There are many novels by Western authors sojourning in Asia. Stories that go the other way around are as rare as hens’ teeth.
The unnamed narrator in Jung Young Moon’s newly translated novel explains that the novel is “written by someone who doesn’t know much about Texas because he doesn’t know about Texas…”. Jung is well-known in South Korea, especially for his quirky stories and characters. Seven Samurai Swept Away in a River is a perfect example of this.

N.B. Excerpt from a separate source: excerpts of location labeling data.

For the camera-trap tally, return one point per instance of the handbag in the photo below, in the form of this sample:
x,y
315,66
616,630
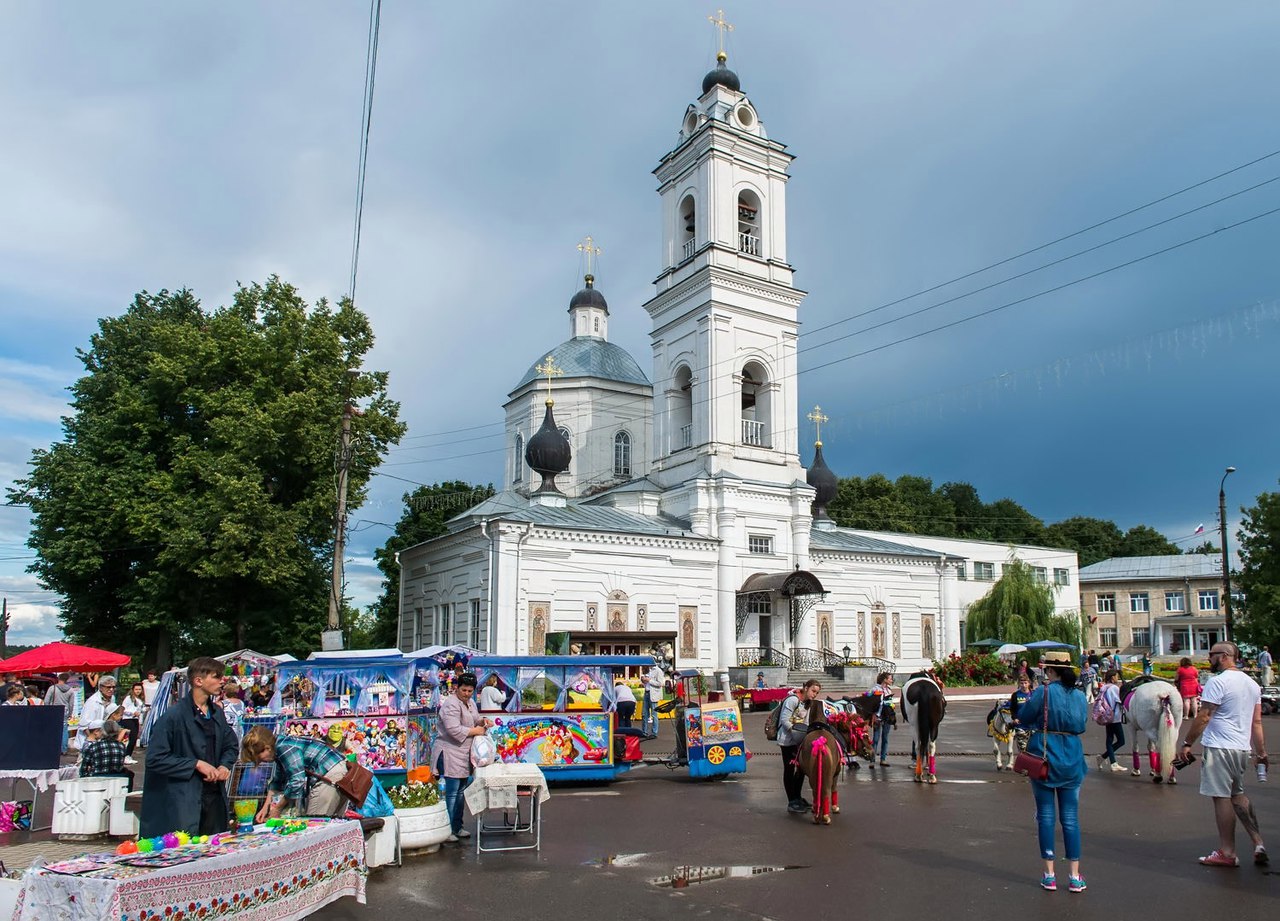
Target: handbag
x,y
1029,765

Jung nevertheless shows in this roman à clef inspired by his time at an artist’s and writer’s residency in the State, that he knows a lot more about Texas than most Texans, segueing from topics like the Space Shuttle Challenger’s demise (the remains mostly ended up in Texas) to Jack Ruby’s assassination of Lee Harvey Oswald (which took place in Dallas). He also tells of a fascinating socialist commune started by Victor Prosper Considerant in 1855. (Considerant wrote the Democracy Manifesto five years before Marx and Engels penned The Communist Manifesto.) Located in eastern Texas, La Reunion was inhabited by 200 pioneers from France, Belgium, and Switzerland. It sounds like an odd place to start a commune, especially as the members had no experience in farming and living on land that was primarily farm land. Seven Samurai Swept Away in a River is full of tidbits like this.
This free association style isn’t confined to the narrator. In the first half of the book, the narrator walks into a cowboy bar in Texas and chats with a local over drinks. The cowboy speaks in a soliloquy about farms, guns, animals, and oil, but in a way that one subject didn’t relate to the next.
As for the title, the samurai:
… came to mind when I thought, being sick and tired of saying this and that about Texas, that I needed something that went completely off on a tangent, but I didn’t know what they had to do with the Akira Kurosawa movie by the same title which I’d seen long ago and remembered almost nothing about, aside from the fact that seven samurai appeared in it…
Jung brings the seven samurai back several times, including when he spends several pages listing plot ideas for future novels. He is no stranger to novels, and participated at the University of Iowa’s International Writing Program and the University of California, Berkeley’s Center for Korea Study. Besides his reputation as a cult novelist in South Korea, he has also translated more than forty English titles into Korean.
Seven Samurai Swept Away in a River opens a window into a non-traditional narrative prose style, one originally written in Korean for Koreans; the fact that it is about Texas gives English readers more points of contact than they would otherwise have. Jung’s observations about a very American place like Texas are insightful and show what it’s like for outsiders to integrate into a place that is known for its insularity.